7. Deep Dives into Envision and Expeditionary Learning Practices
For those interested in combining video and text to take deep dives into comprehensive PBL practice, or to dig deeper on specific practices you want to know more about, each of the following excellent books comes with a series of videos (on DVD/dedicated websites) embedded into their discussions of PBL and relevant student-engaged assessment practices:
Transforming Schools: Using Project-based Learning, Performance Assessment, and Common Core Standards, by Bob Lenz with Justin Wells and Sally Kingston. The text keys into 21 practice videos from Envision, covering topics from driving questions and teacher collaboration to project design, with heavy emphasis on portfolio preparation and defense.

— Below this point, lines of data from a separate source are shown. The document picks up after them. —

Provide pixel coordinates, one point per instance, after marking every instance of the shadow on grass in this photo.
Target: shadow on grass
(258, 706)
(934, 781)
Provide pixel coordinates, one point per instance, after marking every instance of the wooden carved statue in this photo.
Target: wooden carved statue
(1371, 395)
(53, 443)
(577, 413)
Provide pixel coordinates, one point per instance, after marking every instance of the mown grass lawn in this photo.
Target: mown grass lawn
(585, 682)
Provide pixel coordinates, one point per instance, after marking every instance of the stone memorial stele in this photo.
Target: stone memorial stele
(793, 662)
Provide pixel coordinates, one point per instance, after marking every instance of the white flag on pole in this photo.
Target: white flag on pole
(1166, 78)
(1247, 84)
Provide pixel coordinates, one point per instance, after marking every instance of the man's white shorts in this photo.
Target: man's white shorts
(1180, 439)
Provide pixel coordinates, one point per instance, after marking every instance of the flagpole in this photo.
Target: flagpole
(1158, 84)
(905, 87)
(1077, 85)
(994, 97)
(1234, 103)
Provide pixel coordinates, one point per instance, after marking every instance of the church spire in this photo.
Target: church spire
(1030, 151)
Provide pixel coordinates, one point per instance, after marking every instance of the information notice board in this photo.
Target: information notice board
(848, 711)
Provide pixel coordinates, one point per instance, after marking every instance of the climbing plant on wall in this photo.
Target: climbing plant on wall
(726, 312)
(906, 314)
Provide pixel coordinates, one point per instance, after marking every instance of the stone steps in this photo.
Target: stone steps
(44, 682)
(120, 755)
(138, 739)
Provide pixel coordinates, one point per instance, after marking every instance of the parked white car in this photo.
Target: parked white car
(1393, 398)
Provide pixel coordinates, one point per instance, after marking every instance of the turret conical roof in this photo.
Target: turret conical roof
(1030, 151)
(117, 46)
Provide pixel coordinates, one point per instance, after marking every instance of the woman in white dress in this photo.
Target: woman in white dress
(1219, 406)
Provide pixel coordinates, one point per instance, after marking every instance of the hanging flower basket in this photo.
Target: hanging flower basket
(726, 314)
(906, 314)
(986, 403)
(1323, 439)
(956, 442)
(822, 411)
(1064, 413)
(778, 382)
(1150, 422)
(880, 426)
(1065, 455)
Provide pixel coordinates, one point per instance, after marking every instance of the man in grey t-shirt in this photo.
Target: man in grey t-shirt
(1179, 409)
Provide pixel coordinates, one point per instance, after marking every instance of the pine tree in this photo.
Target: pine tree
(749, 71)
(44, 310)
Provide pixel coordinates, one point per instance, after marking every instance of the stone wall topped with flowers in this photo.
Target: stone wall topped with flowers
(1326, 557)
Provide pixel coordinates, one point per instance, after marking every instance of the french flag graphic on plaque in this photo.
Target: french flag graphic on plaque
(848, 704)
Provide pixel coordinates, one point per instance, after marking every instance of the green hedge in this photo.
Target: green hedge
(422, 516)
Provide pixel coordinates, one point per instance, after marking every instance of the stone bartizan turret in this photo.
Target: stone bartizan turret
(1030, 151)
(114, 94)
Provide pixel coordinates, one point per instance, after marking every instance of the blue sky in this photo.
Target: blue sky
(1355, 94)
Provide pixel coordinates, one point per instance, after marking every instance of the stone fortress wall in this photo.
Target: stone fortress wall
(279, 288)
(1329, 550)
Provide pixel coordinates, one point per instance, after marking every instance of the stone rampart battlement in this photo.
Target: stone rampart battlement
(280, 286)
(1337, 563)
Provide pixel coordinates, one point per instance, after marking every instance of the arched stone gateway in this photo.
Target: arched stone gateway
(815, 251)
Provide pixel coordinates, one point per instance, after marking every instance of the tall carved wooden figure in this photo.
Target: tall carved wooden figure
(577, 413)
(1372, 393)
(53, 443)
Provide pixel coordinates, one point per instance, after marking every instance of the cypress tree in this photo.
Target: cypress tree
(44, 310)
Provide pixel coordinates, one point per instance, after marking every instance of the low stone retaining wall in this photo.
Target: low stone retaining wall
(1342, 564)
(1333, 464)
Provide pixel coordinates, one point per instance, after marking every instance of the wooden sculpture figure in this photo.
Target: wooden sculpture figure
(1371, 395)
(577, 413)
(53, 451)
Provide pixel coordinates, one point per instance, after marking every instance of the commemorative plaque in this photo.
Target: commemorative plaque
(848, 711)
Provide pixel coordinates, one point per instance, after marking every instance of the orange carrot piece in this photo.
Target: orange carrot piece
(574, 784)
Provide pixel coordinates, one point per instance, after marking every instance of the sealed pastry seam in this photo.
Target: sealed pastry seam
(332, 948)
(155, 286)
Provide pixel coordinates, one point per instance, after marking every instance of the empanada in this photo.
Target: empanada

Leaders of Their Own Learning: Transforming Schools Through Student-Engaged Assessment, by Ron Berger, Leah Rugen, and Libby Woodin. The DVD/web link with this title includes EL Education’s Core Practices in Action video series, covering 27 practices from students unpacking a learning target to students owning their own data, group critique lessons, and celebrations of learning.
This shared practice site from Two Rivers Public Charter School is rich in practice video. While Two Rivers is an EL school, it has also created its own series of 15 practice videos, illustrating everything from its approach to character and expanded outcomes to sharing/debriefing and critique of student work.